My red-headed friend fell asleep in the sun for like 6 hours when we were camping, when he woke up he had "lobster feet" they were so red and swollen he couldn't put any shoes on for weeks and had to walk around everywhere in, ugh, birkenstocks.
We still call him Lobster Feet.

Anonymous said...

Mmmmm....Canadian back bacon!

ThomG said...

damn that looks painful. I will offer up a prayer to the Sun Gods momentarily.

fester said...

Did the barfing taste like alligator?
just askin

Anonymous said...

Vomitting is a side effect of overuse of solarcaine!!!

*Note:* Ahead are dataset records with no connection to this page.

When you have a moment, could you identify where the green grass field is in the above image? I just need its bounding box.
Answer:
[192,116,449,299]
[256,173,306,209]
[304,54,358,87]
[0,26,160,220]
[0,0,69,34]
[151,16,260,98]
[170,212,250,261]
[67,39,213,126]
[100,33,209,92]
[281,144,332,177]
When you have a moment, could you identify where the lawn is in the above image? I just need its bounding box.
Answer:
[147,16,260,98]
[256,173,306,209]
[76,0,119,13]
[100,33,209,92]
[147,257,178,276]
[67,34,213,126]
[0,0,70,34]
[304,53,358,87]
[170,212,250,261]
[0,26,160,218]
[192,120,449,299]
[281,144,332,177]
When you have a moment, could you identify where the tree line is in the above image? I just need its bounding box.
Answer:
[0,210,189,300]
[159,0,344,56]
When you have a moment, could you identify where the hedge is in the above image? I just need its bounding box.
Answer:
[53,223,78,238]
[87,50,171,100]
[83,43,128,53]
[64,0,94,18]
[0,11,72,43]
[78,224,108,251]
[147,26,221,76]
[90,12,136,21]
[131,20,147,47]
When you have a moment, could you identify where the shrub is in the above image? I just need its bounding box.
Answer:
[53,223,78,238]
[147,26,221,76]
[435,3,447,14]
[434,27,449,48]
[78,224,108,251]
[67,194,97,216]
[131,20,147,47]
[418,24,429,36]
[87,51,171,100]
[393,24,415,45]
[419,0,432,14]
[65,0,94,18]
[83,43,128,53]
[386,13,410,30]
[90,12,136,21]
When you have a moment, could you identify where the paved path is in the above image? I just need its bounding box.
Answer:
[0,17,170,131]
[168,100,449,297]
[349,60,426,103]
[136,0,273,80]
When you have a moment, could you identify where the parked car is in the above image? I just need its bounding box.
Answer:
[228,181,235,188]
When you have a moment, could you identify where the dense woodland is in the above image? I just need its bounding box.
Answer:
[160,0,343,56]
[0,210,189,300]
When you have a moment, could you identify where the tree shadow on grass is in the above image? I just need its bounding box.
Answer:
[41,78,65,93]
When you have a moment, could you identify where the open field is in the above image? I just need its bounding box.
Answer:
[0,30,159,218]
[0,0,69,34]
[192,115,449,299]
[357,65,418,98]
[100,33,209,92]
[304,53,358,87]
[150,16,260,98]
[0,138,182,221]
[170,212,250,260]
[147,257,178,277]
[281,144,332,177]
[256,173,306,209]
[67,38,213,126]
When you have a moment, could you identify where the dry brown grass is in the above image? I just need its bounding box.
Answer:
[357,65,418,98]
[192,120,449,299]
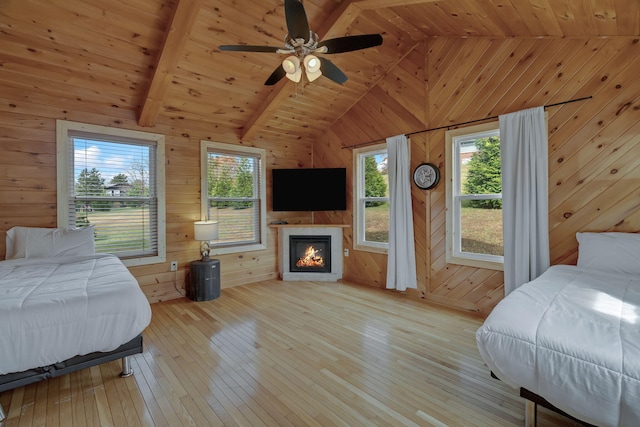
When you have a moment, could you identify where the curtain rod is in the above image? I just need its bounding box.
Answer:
[342,96,593,149]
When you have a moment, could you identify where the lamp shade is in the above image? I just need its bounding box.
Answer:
[282,55,302,82]
[193,221,218,242]
[304,55,322,82]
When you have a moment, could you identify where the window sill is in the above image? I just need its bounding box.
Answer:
[447,256,504,271]
[209,244,267,257]
[353,244,389,255]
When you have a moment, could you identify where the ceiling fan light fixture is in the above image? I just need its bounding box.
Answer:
[304,55,322,82]
[282,55,302,82]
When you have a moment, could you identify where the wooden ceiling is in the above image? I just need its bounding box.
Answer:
[0,0,640,142]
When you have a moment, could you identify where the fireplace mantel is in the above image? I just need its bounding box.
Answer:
[271,224,349,282]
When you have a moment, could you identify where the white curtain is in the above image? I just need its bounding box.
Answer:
[500,107,549,296]
[386,135,418,291]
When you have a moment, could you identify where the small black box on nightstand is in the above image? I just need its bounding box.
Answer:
[189,259,220,301]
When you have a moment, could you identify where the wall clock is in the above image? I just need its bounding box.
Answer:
[413,163,440,190]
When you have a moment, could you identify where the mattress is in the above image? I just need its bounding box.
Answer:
[0,254,151,375]
[476,265,640,426]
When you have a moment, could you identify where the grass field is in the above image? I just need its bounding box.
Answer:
[87,204,503,255]
[365,204,503,255]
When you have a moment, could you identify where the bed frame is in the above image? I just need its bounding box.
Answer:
[0,334,142,422]
[491,371,596,427]
[520,388,596,427]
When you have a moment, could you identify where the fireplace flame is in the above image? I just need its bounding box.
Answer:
[296,245,324,267]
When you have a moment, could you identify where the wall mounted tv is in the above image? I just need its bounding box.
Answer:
[271,168,347,211]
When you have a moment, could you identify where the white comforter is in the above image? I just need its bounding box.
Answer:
[476,265,640,426]
[0,254,151,374]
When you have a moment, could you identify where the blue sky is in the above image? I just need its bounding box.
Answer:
[73,138,149,183]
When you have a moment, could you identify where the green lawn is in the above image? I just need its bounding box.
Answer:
[365,204,503,255]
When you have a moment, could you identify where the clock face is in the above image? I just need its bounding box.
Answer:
[413,163,440,190]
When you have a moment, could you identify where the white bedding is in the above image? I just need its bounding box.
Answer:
[0,254,151,374]
[476,265,640,426]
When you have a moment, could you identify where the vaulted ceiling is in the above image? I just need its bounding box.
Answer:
[0,0,640,141]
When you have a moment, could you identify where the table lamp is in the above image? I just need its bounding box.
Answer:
[193,221,218,261]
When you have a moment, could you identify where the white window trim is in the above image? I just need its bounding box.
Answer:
[200,141,267,255]
[352,143,389,254]
[56,120,167,267]
[445,121,504,270]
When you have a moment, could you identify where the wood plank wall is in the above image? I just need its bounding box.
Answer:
[0,97,312,302]
[0,37,640,313]
[314,37,640,313]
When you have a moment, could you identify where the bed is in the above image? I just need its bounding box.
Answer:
[476,233,640,426]
[0,227,151,420]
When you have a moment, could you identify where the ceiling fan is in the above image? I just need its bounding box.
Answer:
[219,0,382,86]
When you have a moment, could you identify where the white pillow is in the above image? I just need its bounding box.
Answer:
[576,232,640,275]
[5,227,95,259]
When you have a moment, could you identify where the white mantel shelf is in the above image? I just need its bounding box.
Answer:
[270,224,349,282]
[269,224,351,228]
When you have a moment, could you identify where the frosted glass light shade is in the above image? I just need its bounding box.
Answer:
[304,55,322,82]
[282,55,302,83]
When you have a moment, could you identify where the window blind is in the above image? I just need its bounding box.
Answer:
[207,149,263,246]
[67,132,158,259]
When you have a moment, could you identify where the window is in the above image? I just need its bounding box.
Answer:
[201,141,266,254]
[353,144,389,253]
[446,122,503,270]
[57,120,166,266]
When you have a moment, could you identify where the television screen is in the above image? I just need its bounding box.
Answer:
[271,168,347,211]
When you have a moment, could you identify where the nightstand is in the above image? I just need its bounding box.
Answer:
[189,259,220,301]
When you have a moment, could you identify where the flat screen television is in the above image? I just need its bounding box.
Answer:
[271,168,347,211]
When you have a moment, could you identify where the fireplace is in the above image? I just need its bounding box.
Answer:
[277,224,345,282]
[289,236,331,273]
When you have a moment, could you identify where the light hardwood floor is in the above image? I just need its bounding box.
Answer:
[0,280,574,427]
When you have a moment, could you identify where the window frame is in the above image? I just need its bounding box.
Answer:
[353,143,390,254]
[56,120,167,267]
[445,121,504,270]
[200,140,267,255]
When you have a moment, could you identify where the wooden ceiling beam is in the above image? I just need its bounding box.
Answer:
[138,0,202,127]
[240,0,446,141]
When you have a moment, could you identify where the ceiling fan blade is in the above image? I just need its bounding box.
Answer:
[284,0,309,41]
[319,57,349,84]
[264,65,287,86]
[318,34,382,53]
[218,45,280,53]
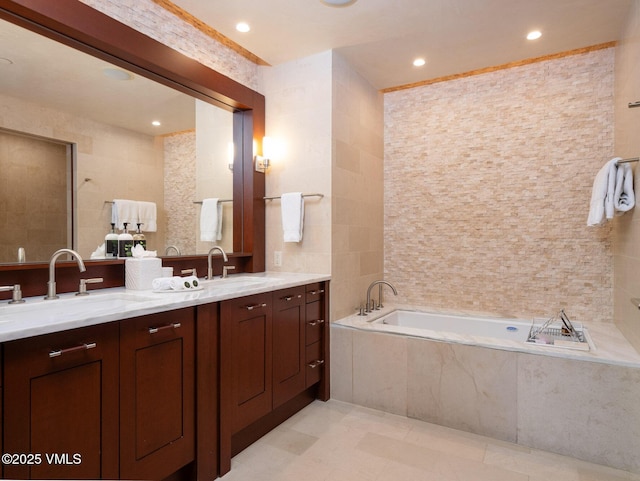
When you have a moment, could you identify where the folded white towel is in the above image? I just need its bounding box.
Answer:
[200,198,222,242]
[587,157,635,226]
[151,277,173,291]
[169,276,199,291]
[111,199,138,230]
[280,192,304,242]
[613,163,636,215]
[136,201,158,232]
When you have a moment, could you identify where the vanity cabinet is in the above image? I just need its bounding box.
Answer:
[220,292,273,436]
[272,286,306,408]
[220,282,329,475]
[304,283,328,387]
[120,308,195,479]
[3,323,119,479]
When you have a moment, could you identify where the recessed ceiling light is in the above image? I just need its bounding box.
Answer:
[320,0,357,7]
[102,67,133,80]
[527,30,542,40]
[236,22,251,33]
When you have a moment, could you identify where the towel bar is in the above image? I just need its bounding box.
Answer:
[263,194,324,200]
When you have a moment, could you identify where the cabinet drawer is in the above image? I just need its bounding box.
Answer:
[273,286,305,311]
[305,302,325,346]
[305,282,324,303]
[306,342,324,387]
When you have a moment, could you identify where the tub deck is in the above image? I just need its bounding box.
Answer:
[334,303,640,368]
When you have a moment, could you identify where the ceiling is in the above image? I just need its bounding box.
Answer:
[0,20,195,136]
[172,0,639,89]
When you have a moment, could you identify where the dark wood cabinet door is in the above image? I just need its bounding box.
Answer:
[3,323,118,479]
[220,293,272,437]
[272,286,306,408]
[120,308,195,479]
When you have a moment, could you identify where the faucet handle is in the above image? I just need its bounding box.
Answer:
[0,284,24,304]
[76,277,104,296]
[222,266,236,279]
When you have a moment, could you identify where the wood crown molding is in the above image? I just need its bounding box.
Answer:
[380,41,617,94]
[152,0,269,66]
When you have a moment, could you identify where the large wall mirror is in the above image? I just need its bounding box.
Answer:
[0,0,264,270]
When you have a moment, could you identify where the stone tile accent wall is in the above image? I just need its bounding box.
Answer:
[384,48,615,321]
[80,0,258,90]
[614,2,640,352]
[158,131,199,255]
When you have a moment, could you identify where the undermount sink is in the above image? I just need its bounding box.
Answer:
[200,275,276,287]
[0,292,157,322]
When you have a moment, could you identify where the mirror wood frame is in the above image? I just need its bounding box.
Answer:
[0,0,265,299]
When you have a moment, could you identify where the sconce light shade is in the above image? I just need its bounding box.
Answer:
[255,137,273,173]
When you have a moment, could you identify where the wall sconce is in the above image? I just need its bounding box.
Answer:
[254,137,273,174]
[227,142,236,172]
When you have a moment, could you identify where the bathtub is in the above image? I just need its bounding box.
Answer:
[331,305,640,473]
[371,310,532,342]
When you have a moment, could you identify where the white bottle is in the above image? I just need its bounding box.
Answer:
[104,224,119,259]
[118,222,133,257]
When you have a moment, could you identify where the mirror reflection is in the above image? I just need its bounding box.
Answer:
[0,17,233,263]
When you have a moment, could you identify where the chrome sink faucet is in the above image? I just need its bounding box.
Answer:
[207,246,229,281]
[364,281,398,316]
[45,249,87,300]
[164,246,181,256]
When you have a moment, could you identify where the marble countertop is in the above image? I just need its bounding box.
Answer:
[0,272,330,342]
[332,302,640,368]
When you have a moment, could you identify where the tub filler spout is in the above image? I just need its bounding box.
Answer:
[361,280,398,316]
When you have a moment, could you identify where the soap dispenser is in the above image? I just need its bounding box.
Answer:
[133,223,147,250]
[104,223,118,259]
[118,222,133,257]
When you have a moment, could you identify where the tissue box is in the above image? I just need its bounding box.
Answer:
[124,257,162,291]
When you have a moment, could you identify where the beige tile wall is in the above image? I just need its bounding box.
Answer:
[0,96,165,260]
[331,52,384,319]
[384,48,615,321]
[614,2,640,351]
[261,52,332,273]
[0,130,71,263]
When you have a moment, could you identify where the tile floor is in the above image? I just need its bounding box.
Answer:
[222,400,640,481]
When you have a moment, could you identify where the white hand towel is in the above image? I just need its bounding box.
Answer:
[169,276,198,291]
[613,163,636,215]
[280,192,304,242]
[136,201,158,232]
[111,199,138,230]
[200,198,222,242]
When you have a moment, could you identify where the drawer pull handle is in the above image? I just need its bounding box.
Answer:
[149,322,182,334]
[280,294,302,301]
[49,342,96,358]
[244,302,267,311]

You'd be better to take tylenol for the pain and use a cool non- medicated aloe gel.

raych said...

My brother and I call those the 'yelling vomits,' where it's as though you're hollering, but instead of sound, pre-chewed is coming out.

Sarah J M said...

I heart you even more now. I mean, I always knew I loved me so Canadians (you are the second happiest of folks; mormons first), but you do nothing more than crack me the hell up. Gracias.

enildeR said...

FYI, the next time you run into a situation where you're out in the sun enough that you know it'll burn, take a high dosage of vitamin Bs. I bought a bottle that has 5,000mcg of B12 (like 83,000% of your daily) and a little bit of B6+folic per pill. Stuff works great in preventing the burn from getting real bad. Just make sure that it is methylcobalamin and _not_ cyanocobalamin.

I went rock climbing with a friend in Joshua Tree, CA. When I got back, I noticed that my neck and face were red, and the beginning of the burning sensation was starting to set it. So I took the B pill with two classes of water. It didn't burn for longer than that night, didn't peel, and the skin kept the tan.